Here is an incomplete list of things my first pass at House projections includes that are favourable to Republicans:
· Andy Harris and Yvette Harrell hold their (substantially less favourable) seats
· The GOP gain Ron Kind’s old seat in Wisconsin
· Both the Ohio and North Carolina gerrymanders hold up to court scrutiny and the GOP get 13 and 11 seats, respectively
· The GOP win the Biden +7 Washington 8th, the Biden +2 (proposed) Virginia 2nd, the Biden +5 Colorado 8th, the competitive South Texas seat, and whatever form the current Minnesota 2nd takes
· The GOP lose no seats in Michigan and gain a seat in Pennsylvania (converting the current 9-9 delegation to a 10-7 GOP one)
· The New Hampshire GOP passes their proposed map and wins the GOP seat they’ve drawn themselves
· The Maine GOP beats Jared Golden and the New Jersey Commission turns the current unsafe 10-2 Democratic map into a safer 9-3
· Arizona mapmakers give the GOP two more seats, which is the current best intelligence from the independent commission
· The GOP don’t have to draw a second VRA seat anywhere in the South/they get a 5-1 by the Governor down in Louisiana
You want to know how many seats the GOP end up with, with all those assumptions? 224.
…
This is not an argument Democrats will win the House.

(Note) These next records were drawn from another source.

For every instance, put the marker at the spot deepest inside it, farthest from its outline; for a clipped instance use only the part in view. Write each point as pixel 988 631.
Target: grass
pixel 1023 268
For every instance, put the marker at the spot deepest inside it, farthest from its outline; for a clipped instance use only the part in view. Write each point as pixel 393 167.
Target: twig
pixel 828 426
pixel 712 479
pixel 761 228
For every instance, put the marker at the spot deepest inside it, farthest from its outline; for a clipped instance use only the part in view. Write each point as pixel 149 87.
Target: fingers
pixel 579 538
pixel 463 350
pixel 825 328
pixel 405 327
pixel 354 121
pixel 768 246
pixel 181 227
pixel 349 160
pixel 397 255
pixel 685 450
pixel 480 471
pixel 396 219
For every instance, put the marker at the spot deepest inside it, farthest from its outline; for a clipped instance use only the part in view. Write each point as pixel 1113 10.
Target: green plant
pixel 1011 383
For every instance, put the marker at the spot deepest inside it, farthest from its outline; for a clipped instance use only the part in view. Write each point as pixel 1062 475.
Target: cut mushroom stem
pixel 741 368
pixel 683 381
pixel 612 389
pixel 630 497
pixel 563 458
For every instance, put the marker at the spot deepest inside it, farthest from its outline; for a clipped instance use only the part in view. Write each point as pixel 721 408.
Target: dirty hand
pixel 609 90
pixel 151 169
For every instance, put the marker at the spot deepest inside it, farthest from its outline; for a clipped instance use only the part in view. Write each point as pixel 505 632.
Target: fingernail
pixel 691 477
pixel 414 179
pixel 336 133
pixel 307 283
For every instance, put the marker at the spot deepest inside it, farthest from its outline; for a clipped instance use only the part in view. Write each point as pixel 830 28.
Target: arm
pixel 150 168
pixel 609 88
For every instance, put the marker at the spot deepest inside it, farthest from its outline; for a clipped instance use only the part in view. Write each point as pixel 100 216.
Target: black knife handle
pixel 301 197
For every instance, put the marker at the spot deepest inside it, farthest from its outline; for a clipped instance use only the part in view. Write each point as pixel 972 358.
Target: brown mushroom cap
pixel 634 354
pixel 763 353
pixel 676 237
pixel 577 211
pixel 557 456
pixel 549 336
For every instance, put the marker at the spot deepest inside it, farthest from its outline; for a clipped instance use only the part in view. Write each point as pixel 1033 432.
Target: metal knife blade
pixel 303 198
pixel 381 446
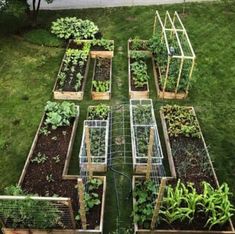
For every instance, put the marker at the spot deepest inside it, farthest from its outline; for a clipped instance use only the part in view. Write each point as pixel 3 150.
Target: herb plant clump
pixel 99 112
pixel 72 27
pixel 29 213
pixel 91 196
pixel 106 44
pixel 145 194
pixel 59 114
pixel 181 121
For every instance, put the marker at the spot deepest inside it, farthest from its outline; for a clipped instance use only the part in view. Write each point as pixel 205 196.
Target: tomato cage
pixel 94 147
pixel 146 146
pixel 174 59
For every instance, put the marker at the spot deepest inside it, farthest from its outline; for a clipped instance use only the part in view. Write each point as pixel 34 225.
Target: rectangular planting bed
pixel 72 75
pixel 95 215
pixel 102 79
pixel 138 79
pixel 145 194
pixel 143 123
pixel 139 46
pixel 189 161
pixel 94 147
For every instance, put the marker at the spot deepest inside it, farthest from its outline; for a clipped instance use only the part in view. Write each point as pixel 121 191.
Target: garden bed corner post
pixel 158 203
pixel 150 152
pixel 82 206
pixel 88 152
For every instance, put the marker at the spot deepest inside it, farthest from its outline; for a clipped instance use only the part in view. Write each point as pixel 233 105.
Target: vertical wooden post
pixel 158 203
pixel 179 75
pixel 82 205
pixel 166 75
pixel 71 214
pixel 88 152
pixel 150 153
pixel 190 75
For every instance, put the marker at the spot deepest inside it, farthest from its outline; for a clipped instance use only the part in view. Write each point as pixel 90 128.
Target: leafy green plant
pixel 91 197
pixel 99 112
pixel 138 44
pixel 72 27
pixel 106 44
pixel 29 213
pixel 182 203
pixel 138 55
pixel 181 121
pixel 100 86
pixel 56 158
pixel 216 204
pixel 59 114
pixel 145 193
pixel 39 158
pixel 139 73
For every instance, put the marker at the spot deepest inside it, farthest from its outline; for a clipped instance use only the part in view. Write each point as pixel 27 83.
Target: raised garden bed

Let me be very clear – this is not an argument that the Democrats win the House. Many, if not most of those things, are currently more likely than not to happen, and Democrats are probably going to lose the House. I don’t really want to argue about how likely any of those individual things are to happen – we’re a year out, and we don’t have finalized maps everywhere, and there’s a lot of guessing inherent in this counting exercise. I get it. But it’s noteworthy how the GOP have a fairly narrow path from here.
Now, in fairness, Democrats have a narrow path too – with this round of redistricting, the elimination of competitive seats has meant that in the short term neither party will have a particularly large House majority, and for 2022 and 2024 it is likely the same 20-ish seats will decide the majority both times. This will be less true towards the end of the decade as trends in downstate Illinois and the DFW Quad threaten the gerrymanders both states have passed and the map widens again, but for now, it’s a very narrow playing field. And nobody seems to have clocked this.
Tweak my assumptions a bit – the Florida GOP get 19 seats in 2022, not the 18 I have penciled in, maybe the Tennessee GOP do end up cracking Nashville, maybe the Missouri GOP end up cracking Kansas City – and you can get it up to around 230, but the only way the GOP can get above 230 is if Democrats go limp in New York, or the California Commission ends up going back on their previous work, which positioned Democrats to make a couple of gains. And here’s the thing – we know New York isn’t going limp.
The best reporting out of New York is that House Democrats will have a 23-3 edge, and while that map might end up being a 22-4 in 2022 if the map has a weakness somewhere, that boost to Democratic chances basically wipes out all of the GOP’s chances of getting a House majority the size of Pelosi’s 2019-21 one, and it means that the chances they have a tiny one like the one Pelosi has now goes up quite a bit. Say the North Carolina Supreme Court orders the 11-3 North Carolina map redrawn into a 9-5 or a 8-6, or the Ohio Supreme Court tosses the 13-2 and draws a 10-5, that 225 seats becomes precariously close to 218.
Now, all of this is irrelevant if Joe Biden’s approval stays stuck in the mud, because in that case then the GOP will win 13 seats in California probably and then Jenn Wexton probably also loses in Virginia, and the line of trouble probably doesn’t stop at Biden +6 seats and starts to get to Biden +9s, which Wexton’s seat is (on the current draft). That said, if his approval ticks up, the GOP are in some trouble here, especially if state courts find violations of their laws in some of the states with the most aggressive gerrymanders.
The math works for a narrow Democratic majority, actually, even if I sort of don’t believe it (and would be very very hard). Washington 8th is a Biden +7 seat with a Democratic incumbent, so giving it to the GOP is probably wrong, as is giving the GOP the left-trending, but still only Biden +5 Colorado 8th, and we don’t know that Minnesotans will toss Angie Craig from the 2nd district up there. The idea the President can be this unpopular and still win the House seems absurd, if I’m going to be quite frank, but then I go through the seat map and it’s possible – but again, I barely believe it. For once, I find the data I built to be unbelievable, but because it is too favourable for Democrats. I don’t really believe it, but I can’t find my error.
The GOP will probably win the House because they’ll find a path to 218 seats. Getting Democrats there is a very difficult road, though not impossible, and I’m also not really up to being a Democratic optimist after the fall I had. But while I’m quite sure the GOP will get their majority, I’m also fairly confident Democrats will have a very sizable minority and will have a very good shot at winning the House back in 2024, assuming it is lost next year. And after all the doom and gloom about redistricting and all that? Frankly, I’ll take it.